Trust Range	Max Injections	Interpretation
85-100	1	High confidence — minimal guidance needed
50-84	3	Moderate confidence — occasional nudges
25-49	5	Low confidence — active guidance
0-24	15	Very low confidence — heavy guardrails

The counterintuitive inversion — more injections at lower trust — reflects the design philosophy that struggling sessions need more help, not less. A high-trust session is humming along and extra injections would only waste context window space.

Gate transitions

Gate transitions use the same hysteresis as Compass phase transitions.
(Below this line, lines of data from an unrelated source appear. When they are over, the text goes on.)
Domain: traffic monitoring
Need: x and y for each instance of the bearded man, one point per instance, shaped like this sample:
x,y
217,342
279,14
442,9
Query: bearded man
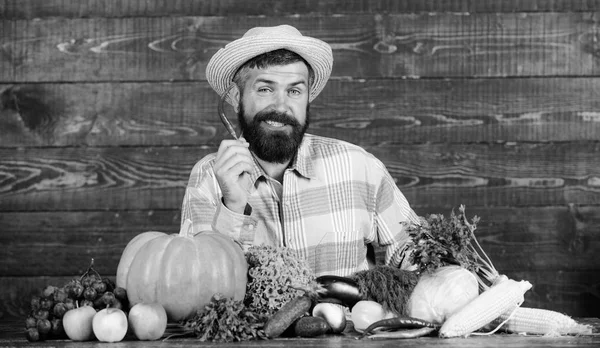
x,y
327,199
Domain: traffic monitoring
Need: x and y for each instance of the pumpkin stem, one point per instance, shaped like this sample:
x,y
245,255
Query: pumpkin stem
x,y
187,229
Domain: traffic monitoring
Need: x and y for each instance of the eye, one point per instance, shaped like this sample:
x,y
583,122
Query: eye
x,y
295,92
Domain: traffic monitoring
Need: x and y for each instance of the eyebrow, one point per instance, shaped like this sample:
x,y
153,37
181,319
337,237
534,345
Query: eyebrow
x,y
271,82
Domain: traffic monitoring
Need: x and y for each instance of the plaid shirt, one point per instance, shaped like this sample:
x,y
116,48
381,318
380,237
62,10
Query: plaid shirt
x,y
335,199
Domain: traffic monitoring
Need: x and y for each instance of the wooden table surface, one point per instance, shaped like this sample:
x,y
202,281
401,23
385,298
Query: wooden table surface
x,y
12,335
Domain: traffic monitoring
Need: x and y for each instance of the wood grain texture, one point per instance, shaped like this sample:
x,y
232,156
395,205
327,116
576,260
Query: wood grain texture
x,y
375,45
64,179
139,8
365,112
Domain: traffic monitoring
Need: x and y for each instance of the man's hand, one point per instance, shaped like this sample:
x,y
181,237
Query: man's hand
x,y
232,165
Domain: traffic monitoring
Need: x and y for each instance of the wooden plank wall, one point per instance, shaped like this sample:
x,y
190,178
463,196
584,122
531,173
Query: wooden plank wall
x,y
494,104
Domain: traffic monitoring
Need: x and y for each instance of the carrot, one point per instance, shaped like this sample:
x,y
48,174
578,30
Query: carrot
x,y
286,315
402,322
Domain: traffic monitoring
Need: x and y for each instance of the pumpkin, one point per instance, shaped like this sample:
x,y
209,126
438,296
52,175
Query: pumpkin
x,y
182,271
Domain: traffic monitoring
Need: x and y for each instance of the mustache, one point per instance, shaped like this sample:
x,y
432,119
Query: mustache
x,y
275,116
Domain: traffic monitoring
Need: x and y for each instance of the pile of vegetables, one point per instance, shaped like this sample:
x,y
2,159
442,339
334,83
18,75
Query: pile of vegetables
x,y
438,243
455,290
274,276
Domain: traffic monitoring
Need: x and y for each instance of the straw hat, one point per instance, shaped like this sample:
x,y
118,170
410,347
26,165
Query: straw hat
x,y
256,41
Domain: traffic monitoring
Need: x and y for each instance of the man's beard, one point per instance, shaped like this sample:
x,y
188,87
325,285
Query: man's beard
x,y
273,146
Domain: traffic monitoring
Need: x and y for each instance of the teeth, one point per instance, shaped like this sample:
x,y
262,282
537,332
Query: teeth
x,y
275,124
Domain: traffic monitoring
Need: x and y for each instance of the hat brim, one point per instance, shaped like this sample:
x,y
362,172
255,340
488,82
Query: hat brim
x,y
223,65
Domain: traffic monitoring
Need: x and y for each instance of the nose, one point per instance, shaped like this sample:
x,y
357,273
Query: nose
x,y
280,102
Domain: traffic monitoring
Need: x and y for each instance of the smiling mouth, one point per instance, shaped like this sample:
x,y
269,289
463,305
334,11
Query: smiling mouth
x,y
275,124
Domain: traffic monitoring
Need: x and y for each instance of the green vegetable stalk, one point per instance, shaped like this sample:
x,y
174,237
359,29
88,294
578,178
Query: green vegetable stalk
x,y
439,241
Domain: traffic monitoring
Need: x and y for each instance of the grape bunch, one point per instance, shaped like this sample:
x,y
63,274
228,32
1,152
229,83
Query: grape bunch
x,y
48,309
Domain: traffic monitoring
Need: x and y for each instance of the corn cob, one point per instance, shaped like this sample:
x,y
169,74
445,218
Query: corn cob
x,y
538,321
489,305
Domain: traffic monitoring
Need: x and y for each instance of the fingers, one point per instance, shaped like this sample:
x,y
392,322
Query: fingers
x,y
234,155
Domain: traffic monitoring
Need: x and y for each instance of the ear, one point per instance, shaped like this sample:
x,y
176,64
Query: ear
x,y
234,96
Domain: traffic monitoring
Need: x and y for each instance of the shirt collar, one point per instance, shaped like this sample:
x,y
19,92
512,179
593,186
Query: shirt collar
x,y
303,164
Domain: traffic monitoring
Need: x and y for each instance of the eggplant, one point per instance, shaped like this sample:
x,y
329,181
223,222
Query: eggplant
x,y
340,290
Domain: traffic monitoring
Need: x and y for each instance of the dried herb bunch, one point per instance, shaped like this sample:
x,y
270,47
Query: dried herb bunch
x,y
274,276
226,320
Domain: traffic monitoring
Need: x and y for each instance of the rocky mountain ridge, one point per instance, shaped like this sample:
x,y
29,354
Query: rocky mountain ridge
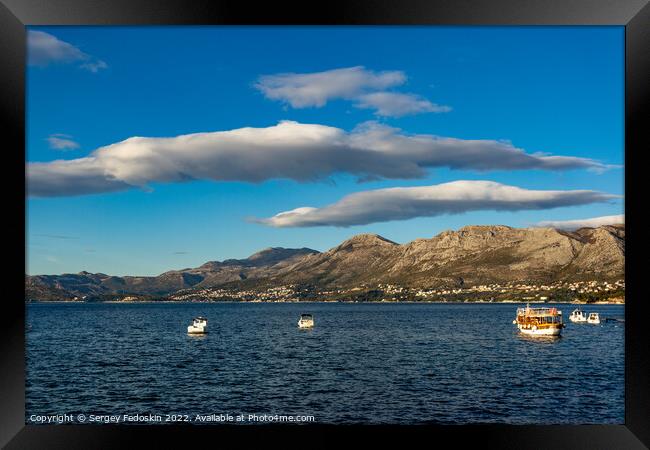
x,y
469,256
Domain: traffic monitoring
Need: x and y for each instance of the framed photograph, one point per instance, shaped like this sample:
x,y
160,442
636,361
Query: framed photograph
x,y
267,223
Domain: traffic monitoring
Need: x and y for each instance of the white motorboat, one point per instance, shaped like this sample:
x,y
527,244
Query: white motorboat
x,y
199,326
594,318
306,321
578,316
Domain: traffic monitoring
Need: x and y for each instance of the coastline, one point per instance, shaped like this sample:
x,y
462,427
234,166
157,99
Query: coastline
x,y
324,301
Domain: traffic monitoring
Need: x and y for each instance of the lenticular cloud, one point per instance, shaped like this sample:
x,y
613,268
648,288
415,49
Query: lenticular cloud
x,y
288,150
404,203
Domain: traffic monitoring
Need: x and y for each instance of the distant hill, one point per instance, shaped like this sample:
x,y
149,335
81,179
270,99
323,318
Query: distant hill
x,y
469,256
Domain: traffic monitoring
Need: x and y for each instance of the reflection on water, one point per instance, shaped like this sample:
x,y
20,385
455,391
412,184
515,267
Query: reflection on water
x,y
361,363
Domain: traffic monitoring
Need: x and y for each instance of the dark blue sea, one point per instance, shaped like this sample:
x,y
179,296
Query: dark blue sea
x,y
362,363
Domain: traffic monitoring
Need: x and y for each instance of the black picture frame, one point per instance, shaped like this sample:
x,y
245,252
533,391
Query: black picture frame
x,y
634,15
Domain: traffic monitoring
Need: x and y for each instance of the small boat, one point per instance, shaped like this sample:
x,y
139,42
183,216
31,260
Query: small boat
x,y
539,321
594,318
199,326
578,316
306,321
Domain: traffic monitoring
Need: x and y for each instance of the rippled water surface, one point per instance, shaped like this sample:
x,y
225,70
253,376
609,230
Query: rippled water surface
x,y
362,363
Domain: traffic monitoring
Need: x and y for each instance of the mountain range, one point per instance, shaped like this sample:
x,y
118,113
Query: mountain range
x,y
469,256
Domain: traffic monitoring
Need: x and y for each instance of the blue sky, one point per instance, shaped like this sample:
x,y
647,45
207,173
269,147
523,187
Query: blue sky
x,y
556,90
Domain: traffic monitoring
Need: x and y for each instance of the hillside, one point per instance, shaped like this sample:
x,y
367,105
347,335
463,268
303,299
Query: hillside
x,y
469,256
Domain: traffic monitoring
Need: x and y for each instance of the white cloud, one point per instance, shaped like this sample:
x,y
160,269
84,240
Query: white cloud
x,y
593,222
393,104
62,142
288,150
365,87
44,49
456,197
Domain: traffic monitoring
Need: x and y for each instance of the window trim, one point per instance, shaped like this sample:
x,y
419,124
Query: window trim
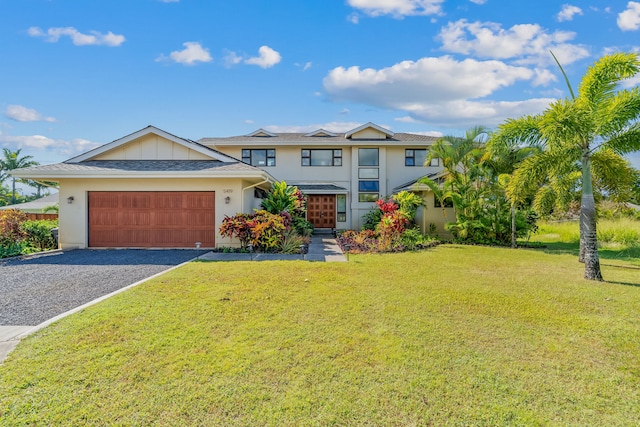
x,y
267,156
336,157
377,163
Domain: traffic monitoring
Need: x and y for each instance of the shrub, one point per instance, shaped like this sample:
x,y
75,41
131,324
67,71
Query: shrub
x,y
261,229
285,198
38,234
10,226
372,218
267,231
408,203
237,226
10,249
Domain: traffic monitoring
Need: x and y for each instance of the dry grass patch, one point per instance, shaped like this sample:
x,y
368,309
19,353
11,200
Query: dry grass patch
x,y
456,335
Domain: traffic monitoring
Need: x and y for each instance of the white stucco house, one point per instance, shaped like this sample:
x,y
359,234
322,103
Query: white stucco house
x,y
154,189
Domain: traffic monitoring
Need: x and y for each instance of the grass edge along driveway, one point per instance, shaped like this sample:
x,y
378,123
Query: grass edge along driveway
x,y
455,335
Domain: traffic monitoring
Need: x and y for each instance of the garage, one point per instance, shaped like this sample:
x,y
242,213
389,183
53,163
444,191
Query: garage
x,y
151,219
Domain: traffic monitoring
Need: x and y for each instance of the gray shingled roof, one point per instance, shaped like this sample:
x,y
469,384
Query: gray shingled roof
x,y
117,166
408,185
35,206
319,187
339,139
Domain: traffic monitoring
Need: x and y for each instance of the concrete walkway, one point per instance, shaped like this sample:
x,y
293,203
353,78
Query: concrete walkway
x,y
323,247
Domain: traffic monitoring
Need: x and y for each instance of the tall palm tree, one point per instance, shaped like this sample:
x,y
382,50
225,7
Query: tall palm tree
x,y
461,160
12,160
501,160
577,129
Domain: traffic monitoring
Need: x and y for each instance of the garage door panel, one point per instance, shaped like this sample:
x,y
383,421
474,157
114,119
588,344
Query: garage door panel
x,y
136,200
135,218
169,219
151,219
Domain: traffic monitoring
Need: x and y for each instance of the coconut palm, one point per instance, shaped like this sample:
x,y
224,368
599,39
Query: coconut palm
x,y
501,161
12,160
574,131
461,160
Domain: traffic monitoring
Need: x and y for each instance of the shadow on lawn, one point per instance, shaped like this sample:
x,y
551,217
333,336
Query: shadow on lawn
x,y
562,248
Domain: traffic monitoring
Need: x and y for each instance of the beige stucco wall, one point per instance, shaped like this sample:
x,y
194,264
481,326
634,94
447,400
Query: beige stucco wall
x,y
73,218
392,171
152,147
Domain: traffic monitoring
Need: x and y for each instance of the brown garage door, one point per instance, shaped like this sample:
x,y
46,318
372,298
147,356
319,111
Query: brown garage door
x,y
151,219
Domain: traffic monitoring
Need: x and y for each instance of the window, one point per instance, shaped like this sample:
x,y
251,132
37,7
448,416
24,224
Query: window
x,y
368,191
368,173
342,207
322,157
368,186
415,157
259,157
368,197
368,157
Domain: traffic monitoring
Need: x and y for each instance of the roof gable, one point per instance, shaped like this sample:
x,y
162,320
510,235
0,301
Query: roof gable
x,y
152,143
321,133
262,133
369,131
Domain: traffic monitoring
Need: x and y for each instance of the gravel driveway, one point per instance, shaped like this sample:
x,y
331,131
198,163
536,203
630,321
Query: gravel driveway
x,y
35,290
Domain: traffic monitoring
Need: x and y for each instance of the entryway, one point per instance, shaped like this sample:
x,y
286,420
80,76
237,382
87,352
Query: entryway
x,y
321,210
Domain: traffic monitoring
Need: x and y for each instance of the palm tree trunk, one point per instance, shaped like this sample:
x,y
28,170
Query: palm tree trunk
x,y
588,235
13,191
514,243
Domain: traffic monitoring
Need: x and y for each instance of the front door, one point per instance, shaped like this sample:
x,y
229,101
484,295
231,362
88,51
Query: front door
x,y
321,210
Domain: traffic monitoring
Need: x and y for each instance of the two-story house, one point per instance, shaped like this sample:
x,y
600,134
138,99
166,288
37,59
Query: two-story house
x,y
341,173
155,189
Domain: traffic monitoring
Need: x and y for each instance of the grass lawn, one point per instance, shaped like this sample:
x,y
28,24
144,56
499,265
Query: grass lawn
x,y
454,335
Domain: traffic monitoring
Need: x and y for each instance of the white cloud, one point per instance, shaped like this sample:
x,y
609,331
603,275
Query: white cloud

Trust must remain in a new tier for 3 consecutive evaluations before the injection budget changes. This prevents a single error from flooding the context with injections.

Signal Categories

Anchor emits signals in 7 categories, each with a utility function that determines whether it is worth injecting:

Category	Signal	Utility threshold	Effect
Phase	`PhaseShift`	Always emitted	Updates injection targeting
Phase	`PhaseStall`	> 30 turns in phase	Suggests phase transition
Focus	`FocusDrift`	Focus < 40	Re-centering reminder
Focus	`FocusCritical`	Focus < 20	Strong re-centering + file list
Debt	`VerificationNeeded`	Debt > 30	Test/build reminder
Debt	`VerificationUrgent`	Debt > 60	Escalated test reminder
Trust	`TrustDrop`	Trust crosses gate boundary	Budget adjustment + explanation

Signals that fall below their utility threshold are logged but not injected. This prevents low-value noise from consuming the injection budget.

Interaction with Other Engines

Anchor does not make safety decisions (that is Reflex’s job) and does not learn across sessions (that is Dream’s job). Its role is strictly intra-session state management.

However, Anchor’s outputs feed the other engines:

Reflex reads the current trust score to adjust Loopbreaker thresholds (low-trust sessions have tighter loop detection)
Dream reads the full session state at session end to extract patterns worth remembering
Harbor reads signals and trust gates to determine the injection budget and format context blocks

This one-way data flow keeps the engine boundaries clean while allowing cross-engine coordination.